While funding was not then available, Ascensio-Savola’s prodding, combined with cooperation of then-Miami-Dade District 7 Commissioner Carlos Gimenez, eventually set aside funds by 2009 to begin restoring the tiny 0.8-acre sized lot.

A stone marker now calls attention to the a pine rockland appearance, the tropical wildlife habitat residents say once included nesting eagles, recalled Ascenio-Savola, joining Sunkist residents for the park dedication on July 27.

Especially welcomed were recently elected Miami-Dade County Mayor Gimenez and Parks and Recreation director Jack Kardys, both of whom helped pave the way to transform and eyesore into an environmental treat for the eyes.

“I am very proud of this park, a result of neighborhood residents coming together for families and children to play, share stories and enjoy nature,” Gimenez said. “Sunkist Park also represents a vestige of pine rockland… and shows the value of landscaping our community.”

Amidst pines, sabal palms and other tropic plantings, the mini-park also features a new playground with boulder-like climbers, spring toys and swings for children, as well as a rubberized play surface for ADA accessibility. The play area was artfully surrounded by an ellipse-shaped concrete walkway with crushed stone cross-paths to add a more natural appearance.

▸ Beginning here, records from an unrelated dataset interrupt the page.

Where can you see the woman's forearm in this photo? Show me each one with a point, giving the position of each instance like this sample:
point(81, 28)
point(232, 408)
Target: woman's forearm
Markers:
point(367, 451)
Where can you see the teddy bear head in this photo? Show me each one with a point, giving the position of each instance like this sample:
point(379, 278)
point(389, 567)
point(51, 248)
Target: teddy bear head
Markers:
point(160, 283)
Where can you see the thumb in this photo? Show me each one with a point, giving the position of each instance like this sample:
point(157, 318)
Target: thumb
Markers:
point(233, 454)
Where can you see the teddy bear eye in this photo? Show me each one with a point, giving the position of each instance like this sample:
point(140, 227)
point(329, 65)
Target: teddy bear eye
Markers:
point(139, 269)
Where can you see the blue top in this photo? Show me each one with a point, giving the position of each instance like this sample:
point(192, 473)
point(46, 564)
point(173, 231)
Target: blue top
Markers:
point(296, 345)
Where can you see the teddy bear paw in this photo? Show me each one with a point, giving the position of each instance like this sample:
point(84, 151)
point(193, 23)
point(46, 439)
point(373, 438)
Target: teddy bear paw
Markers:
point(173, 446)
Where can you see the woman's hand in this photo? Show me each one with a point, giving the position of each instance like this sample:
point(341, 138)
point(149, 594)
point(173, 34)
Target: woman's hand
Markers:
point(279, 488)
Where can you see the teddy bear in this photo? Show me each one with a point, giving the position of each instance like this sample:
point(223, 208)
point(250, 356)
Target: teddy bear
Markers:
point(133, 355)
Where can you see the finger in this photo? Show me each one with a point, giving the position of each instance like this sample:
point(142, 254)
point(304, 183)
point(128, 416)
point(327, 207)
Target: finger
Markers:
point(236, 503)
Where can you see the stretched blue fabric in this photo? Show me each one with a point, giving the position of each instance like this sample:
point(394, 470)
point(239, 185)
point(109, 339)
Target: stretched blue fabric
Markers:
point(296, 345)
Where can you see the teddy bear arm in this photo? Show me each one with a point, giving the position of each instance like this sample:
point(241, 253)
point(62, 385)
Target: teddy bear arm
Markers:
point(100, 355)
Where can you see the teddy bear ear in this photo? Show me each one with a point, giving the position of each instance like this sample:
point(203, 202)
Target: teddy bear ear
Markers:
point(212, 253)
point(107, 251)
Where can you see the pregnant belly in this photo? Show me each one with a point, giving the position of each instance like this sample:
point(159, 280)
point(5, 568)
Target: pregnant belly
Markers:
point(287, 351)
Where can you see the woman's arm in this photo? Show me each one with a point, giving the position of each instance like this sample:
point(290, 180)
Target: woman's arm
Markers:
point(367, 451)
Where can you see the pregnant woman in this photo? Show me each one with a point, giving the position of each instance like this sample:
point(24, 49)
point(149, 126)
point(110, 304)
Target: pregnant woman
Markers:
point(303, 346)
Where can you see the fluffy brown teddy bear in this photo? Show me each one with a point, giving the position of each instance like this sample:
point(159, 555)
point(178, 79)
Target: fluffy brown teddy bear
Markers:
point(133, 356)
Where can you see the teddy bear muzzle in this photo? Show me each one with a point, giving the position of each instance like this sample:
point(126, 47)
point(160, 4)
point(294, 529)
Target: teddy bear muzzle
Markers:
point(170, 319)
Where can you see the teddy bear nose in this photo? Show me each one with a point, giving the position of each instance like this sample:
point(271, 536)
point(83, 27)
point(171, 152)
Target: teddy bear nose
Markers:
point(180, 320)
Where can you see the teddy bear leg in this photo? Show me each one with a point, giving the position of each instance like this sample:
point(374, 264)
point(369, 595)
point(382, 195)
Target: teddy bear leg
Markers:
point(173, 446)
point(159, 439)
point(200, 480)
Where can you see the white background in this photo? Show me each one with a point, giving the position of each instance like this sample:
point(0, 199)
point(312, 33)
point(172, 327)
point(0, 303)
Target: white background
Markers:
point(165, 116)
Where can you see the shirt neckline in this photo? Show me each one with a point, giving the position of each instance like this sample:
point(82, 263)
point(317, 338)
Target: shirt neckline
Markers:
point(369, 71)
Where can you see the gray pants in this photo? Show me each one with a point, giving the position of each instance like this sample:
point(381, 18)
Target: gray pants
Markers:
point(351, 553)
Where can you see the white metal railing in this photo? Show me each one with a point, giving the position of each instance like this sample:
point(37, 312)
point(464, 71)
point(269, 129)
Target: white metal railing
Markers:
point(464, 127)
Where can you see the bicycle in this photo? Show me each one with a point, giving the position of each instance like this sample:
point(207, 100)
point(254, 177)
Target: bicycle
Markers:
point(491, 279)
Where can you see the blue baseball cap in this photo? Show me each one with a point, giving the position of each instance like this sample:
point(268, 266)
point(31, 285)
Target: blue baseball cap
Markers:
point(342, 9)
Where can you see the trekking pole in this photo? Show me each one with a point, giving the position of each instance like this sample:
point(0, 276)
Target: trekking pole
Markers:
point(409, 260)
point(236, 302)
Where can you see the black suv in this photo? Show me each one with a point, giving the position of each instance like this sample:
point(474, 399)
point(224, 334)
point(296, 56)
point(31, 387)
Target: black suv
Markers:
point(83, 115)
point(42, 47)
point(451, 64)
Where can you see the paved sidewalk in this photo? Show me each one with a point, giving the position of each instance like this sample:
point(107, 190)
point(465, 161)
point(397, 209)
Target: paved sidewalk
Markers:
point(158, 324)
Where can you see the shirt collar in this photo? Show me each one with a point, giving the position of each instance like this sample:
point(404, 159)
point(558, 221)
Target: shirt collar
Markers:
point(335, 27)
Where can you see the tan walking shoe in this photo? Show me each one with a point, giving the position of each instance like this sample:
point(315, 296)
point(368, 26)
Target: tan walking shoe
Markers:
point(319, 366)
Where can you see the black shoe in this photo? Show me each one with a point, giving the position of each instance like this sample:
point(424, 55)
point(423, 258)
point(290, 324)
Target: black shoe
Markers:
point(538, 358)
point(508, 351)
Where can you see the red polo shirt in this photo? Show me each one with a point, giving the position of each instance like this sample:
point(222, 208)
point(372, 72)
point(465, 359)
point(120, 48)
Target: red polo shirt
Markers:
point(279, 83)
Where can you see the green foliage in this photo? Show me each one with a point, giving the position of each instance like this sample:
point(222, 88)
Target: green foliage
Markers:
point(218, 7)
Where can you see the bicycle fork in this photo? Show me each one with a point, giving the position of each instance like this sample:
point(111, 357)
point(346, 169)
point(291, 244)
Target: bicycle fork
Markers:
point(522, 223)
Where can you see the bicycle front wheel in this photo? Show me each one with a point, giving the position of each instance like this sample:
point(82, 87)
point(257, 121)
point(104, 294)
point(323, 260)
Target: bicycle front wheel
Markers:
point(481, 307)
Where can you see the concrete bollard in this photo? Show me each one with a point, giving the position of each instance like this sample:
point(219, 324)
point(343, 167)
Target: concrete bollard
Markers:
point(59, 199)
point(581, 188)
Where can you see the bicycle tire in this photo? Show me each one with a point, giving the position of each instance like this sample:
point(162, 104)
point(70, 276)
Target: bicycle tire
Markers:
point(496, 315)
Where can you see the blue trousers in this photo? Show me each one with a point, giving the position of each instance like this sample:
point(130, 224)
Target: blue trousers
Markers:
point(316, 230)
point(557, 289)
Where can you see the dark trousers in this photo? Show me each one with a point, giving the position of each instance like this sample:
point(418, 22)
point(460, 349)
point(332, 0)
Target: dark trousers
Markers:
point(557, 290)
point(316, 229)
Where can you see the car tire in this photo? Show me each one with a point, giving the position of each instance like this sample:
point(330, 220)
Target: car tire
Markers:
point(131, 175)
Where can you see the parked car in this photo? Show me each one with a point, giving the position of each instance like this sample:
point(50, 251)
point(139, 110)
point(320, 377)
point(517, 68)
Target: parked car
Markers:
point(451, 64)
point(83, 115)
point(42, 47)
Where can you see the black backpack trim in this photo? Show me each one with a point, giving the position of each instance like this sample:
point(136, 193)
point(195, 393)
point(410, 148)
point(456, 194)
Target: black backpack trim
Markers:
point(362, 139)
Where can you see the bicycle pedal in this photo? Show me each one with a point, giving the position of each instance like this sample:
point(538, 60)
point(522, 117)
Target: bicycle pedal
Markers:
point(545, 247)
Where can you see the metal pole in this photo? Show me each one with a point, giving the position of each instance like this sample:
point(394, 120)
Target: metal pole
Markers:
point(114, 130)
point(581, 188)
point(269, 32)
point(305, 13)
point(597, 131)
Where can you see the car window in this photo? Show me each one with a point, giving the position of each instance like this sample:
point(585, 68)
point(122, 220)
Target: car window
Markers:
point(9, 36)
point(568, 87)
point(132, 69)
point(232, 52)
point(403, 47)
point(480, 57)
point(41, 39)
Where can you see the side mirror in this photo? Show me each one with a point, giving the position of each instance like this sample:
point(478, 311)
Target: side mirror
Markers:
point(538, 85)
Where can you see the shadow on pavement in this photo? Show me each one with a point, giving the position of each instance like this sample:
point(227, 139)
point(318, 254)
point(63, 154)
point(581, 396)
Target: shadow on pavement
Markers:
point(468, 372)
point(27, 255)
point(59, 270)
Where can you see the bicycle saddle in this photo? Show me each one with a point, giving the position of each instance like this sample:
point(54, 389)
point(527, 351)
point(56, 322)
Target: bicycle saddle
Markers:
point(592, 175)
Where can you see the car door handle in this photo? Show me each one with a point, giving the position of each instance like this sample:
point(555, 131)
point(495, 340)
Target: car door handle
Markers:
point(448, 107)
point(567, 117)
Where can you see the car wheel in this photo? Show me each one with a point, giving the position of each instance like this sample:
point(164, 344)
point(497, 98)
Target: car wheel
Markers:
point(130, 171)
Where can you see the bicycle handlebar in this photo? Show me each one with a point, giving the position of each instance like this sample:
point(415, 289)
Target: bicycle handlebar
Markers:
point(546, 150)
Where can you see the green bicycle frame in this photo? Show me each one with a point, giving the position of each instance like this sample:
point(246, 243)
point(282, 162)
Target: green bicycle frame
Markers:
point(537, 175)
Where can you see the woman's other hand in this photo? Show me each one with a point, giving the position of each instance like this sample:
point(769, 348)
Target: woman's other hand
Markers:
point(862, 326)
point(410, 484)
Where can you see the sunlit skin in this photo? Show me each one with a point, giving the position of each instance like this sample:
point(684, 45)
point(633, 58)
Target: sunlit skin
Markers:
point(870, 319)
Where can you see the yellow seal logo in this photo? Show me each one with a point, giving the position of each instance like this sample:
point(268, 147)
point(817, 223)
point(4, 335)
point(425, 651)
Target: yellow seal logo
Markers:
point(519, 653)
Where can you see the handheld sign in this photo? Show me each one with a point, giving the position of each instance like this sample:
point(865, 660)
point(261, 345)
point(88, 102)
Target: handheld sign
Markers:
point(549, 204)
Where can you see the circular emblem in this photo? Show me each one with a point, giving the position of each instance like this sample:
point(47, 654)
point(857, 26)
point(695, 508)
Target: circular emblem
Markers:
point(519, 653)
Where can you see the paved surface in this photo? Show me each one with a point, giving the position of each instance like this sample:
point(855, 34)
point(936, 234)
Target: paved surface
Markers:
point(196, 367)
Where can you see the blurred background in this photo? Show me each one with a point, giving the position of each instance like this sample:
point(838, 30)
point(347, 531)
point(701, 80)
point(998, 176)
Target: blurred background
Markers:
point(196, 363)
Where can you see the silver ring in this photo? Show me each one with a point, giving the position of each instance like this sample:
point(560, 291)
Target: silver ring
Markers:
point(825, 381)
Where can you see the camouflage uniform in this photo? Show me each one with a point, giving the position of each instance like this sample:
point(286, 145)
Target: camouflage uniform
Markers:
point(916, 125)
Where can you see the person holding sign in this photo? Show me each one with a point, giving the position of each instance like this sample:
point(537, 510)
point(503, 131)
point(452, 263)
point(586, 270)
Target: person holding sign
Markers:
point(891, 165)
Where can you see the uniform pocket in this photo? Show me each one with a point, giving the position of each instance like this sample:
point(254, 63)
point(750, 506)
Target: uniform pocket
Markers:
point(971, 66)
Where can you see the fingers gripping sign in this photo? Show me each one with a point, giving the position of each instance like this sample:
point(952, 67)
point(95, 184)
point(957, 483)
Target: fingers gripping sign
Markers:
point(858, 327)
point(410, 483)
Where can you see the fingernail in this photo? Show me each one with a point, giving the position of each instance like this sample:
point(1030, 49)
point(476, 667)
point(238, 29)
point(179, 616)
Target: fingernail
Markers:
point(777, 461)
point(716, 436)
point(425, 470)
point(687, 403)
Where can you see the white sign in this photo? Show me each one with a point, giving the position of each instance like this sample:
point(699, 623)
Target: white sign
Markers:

“The entire park is planted with trees and plants that are native to a pine rockland, and park visitors can get an upclose look at these native plants as they use the walkways,” Kardys added.

Miami-Dade Parks’ design/build team and its Natural Areas Management (NAM) biologists worked with Miami landscape architect Leticia Fernandez- Beraud and biologists from Fairchild Tropical Botanic Gardens on the project.

Development funding came from the Safe Neighborhood Park (SNP) Bond Program ($175,000), Quality Neighborhood Improvement Program ($175,000) and Impact Fees, effectively “building out the park without subsequent funding anticipated,” said Laura Phillips, Parks Department spokesperson.